Fastest way to replace multipe substrings with a single new string?

7 visualizaciones (últimos 30 días)
Omar Salah
Omar Salah el 6 de Jun. de 2020
Comentada: Omar Salah el 18 de Jun. de 2020
Hello Everyone,
I'm trying to replace 7k different substrings with the same Tag in a 50 milllion words dataset (cell array of size 1 million of strings of average size 50 words). and as you can see, using replace or regexprep takes a long time. I tried using strrep the same way as replace but it gives me this error.
Error using strrep
All nonscalar inputs must be the same size.
I want to ask, what is the fastest and less memory consuming way to do it?
Here is the code:
%using replace
Tag='IMPORTANT'
substr={'very','much'} % a cell array of +7k words
reptag=cell(1,size(substr,2));
tagcell=cellfun(@(x) Tag,reptag,'Uniformoutput',false);
maintext=replace(maintext,substr,tagcell);
% using regexprep
ev='(';
for evi=1:size(substr,2)
ev=[ev substr '|'];
end
ev=[ev(1:end-1) ')'];
maintext=regexprep(maintext,ev,Tag);
  4 comentarios
Omar Salah
Omar Salah el 10 de Jun. de 2020
@james I can actually work with both. Either a cella rray of character vectors or a cell of strings. I move between them easily. Is one type faster than the other?
Omar Salah
Omar Salah el 10 de Jun. de 2020
@stephen I never worked with C++ but I'm wondering, why would they be faster? Is it because they are compiled or because C++ functions are generally faster?

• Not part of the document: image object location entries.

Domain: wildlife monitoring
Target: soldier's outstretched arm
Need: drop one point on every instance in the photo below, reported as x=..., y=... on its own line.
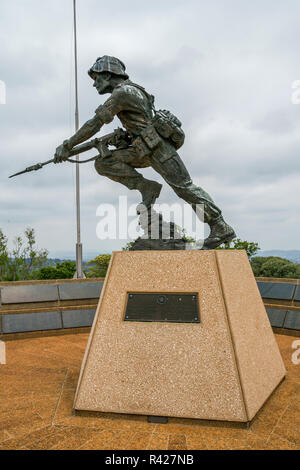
x=90, y=128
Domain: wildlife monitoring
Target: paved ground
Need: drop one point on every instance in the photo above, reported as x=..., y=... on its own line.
x=37, y=388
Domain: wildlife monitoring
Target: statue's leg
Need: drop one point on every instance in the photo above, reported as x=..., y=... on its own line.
x=167, y=162
x=120, y=167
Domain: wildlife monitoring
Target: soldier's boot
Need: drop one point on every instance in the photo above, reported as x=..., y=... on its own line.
x=150, y=191
x=220, y=232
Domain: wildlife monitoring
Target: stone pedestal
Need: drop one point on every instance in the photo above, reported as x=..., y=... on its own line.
x=222, y=368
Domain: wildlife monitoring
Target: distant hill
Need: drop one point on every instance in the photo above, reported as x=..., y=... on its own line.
x=291, y=255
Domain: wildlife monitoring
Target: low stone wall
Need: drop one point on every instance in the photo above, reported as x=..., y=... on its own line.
x=63, y=304
x=68, y=305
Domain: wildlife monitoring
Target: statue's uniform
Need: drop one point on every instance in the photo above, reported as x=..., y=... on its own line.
x=132, y=104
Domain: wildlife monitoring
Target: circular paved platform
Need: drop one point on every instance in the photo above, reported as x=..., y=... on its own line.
x=37, y=387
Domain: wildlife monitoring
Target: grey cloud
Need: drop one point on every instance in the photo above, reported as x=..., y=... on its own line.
x=224, y=67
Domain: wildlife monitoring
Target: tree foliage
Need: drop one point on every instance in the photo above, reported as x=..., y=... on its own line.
x=64, y=270
x=98, y=266
x=237, y=244
x=24, y=258
x=274, y=266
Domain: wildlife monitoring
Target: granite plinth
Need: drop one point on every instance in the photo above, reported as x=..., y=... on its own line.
x=223, y=368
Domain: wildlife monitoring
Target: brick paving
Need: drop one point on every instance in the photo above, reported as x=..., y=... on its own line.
x=37, y=387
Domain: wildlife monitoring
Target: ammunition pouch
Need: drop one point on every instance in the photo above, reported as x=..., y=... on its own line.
x=147, y=141
x=169, y=127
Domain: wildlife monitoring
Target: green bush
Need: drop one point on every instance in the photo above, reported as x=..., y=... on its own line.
x=64, y=270
x=274, y=266
x=98, y=266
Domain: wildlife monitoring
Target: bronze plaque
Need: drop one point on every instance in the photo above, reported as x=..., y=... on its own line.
x=162, y=307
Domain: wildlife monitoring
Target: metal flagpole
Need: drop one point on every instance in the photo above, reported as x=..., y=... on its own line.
x=79, y=273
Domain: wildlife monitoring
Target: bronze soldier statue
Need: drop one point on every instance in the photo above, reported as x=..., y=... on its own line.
x=153, y=138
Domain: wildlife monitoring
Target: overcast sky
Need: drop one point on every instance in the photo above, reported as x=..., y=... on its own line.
x=224, y=67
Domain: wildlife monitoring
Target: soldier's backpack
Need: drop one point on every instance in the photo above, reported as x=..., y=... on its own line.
x=164, y=122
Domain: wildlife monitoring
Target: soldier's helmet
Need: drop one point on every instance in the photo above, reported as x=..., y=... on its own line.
x=108, y=64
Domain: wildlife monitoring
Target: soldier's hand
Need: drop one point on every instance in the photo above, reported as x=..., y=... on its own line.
x=62, y=153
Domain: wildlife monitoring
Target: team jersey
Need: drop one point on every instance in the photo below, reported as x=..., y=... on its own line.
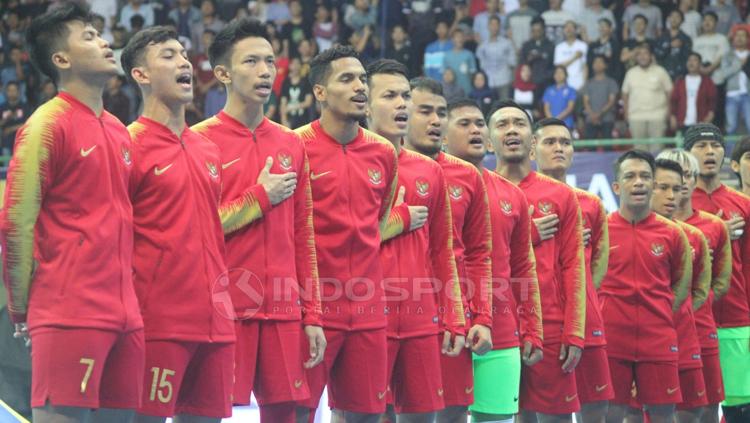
x=178, y=256
x=353, y=186
x=715, y=231
x=516, y=306
x=472, y=239
x=687, y=334
x=731, y=310
x=419, y=269
x=648, y=278
x=596, y=254
x=259, y=238
x=67, y=225
x=560, y=262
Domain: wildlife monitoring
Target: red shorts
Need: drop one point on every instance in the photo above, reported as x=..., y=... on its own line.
x=693, y=389
x=458, y=374
x=354, y=368
x=655, y=383
x=87, y=368
x=545, y=388
x=414, y=383
x=592, y=376
x=188, y=378
x=268, y=361
x=712, y=378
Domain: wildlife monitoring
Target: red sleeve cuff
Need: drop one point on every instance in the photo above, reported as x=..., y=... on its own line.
x=259, y=193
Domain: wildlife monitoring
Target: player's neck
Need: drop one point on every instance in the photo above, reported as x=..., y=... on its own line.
x=709, y=184
x=171, y=116
x=249, y=114
x=343, y=131
x=86, y=93
x=514, y=172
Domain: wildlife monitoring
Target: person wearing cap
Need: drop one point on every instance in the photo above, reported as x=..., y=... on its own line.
x=731, y=312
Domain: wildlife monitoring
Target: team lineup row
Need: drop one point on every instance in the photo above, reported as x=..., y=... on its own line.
x=153, y=253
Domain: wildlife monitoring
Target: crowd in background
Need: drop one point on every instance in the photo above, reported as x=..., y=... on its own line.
x=609, y=69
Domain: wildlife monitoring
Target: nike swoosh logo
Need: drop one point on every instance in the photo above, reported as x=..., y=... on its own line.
x=85, y=153
x=313, y=176
x=158, y=171
x=226, y=165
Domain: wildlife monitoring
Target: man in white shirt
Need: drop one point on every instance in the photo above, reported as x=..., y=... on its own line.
x=571, y=53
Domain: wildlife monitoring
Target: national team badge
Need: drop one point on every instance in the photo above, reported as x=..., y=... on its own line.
x=455, y=192
x=657, y=249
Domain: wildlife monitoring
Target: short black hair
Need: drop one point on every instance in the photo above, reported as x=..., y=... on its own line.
x=512, y=104
x=666, y=164
x=320, y=65
x=461, y=103
x=49, y=32
x=132, y=54
x=221, y=48
x=636, y=155
x=386, y=67
x=549, y=122
x=424, y=83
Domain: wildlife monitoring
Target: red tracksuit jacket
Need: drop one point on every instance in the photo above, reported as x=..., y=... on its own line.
x=596, y=254
x=733, y=309
x=647, y=280
x=715, y=231
x=178, y=258
x=560, y=262
x=687, y=334
x=472, y=238
x=413, y=259
x=259, y=238
x=67, y=225
x=516, y=306
x=353, y=187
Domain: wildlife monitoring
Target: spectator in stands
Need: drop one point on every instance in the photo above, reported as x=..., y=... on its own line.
x=481, y=26
x=13, y=114
x=116, y=101
x=737, y=85
x=296, y=98
x=673, y=47
x=590, y=20
x=693, y=97
x=650, y=12
x=692, y=23
x=434, y=54
x=711, y=45
x=524, y=90
x=726, y=13
x=497, y=58
x=137, y=7
x=539, y=54
x=630, y=48
x=554, y=20
x=559, y=99
x=461, y=61
x=209, y=21
x=571, y=54
x=519, y=24
x=608, y=47
x=451, y=90
x=185, y=16
x=599, y=100
x=326, y=27
x=482, y=93
x=361, y=14
x=645, y=94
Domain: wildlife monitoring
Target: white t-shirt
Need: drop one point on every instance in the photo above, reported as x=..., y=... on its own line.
x=565, y=52
x=692, y=85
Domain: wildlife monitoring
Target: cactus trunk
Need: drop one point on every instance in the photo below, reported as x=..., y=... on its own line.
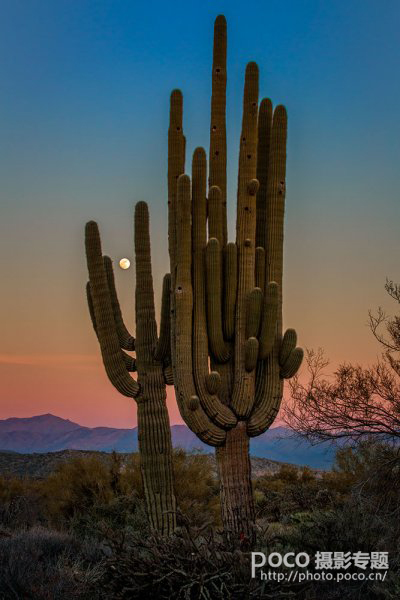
x=152, y=362
x=236, y=494
x=156, y=461
x=228, y=353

Iniciar sesión para comentar.

Respuestas (1)

Mohammad Sami
Mohammad Sami el 11 de Jun. de 2020
After some experimentations I think that if you tokenize your sentences, you can use a hashmap to lookup the words to replace.
An example code is as follows. If you want case insensitive matching, use function lower on both the words and sentences.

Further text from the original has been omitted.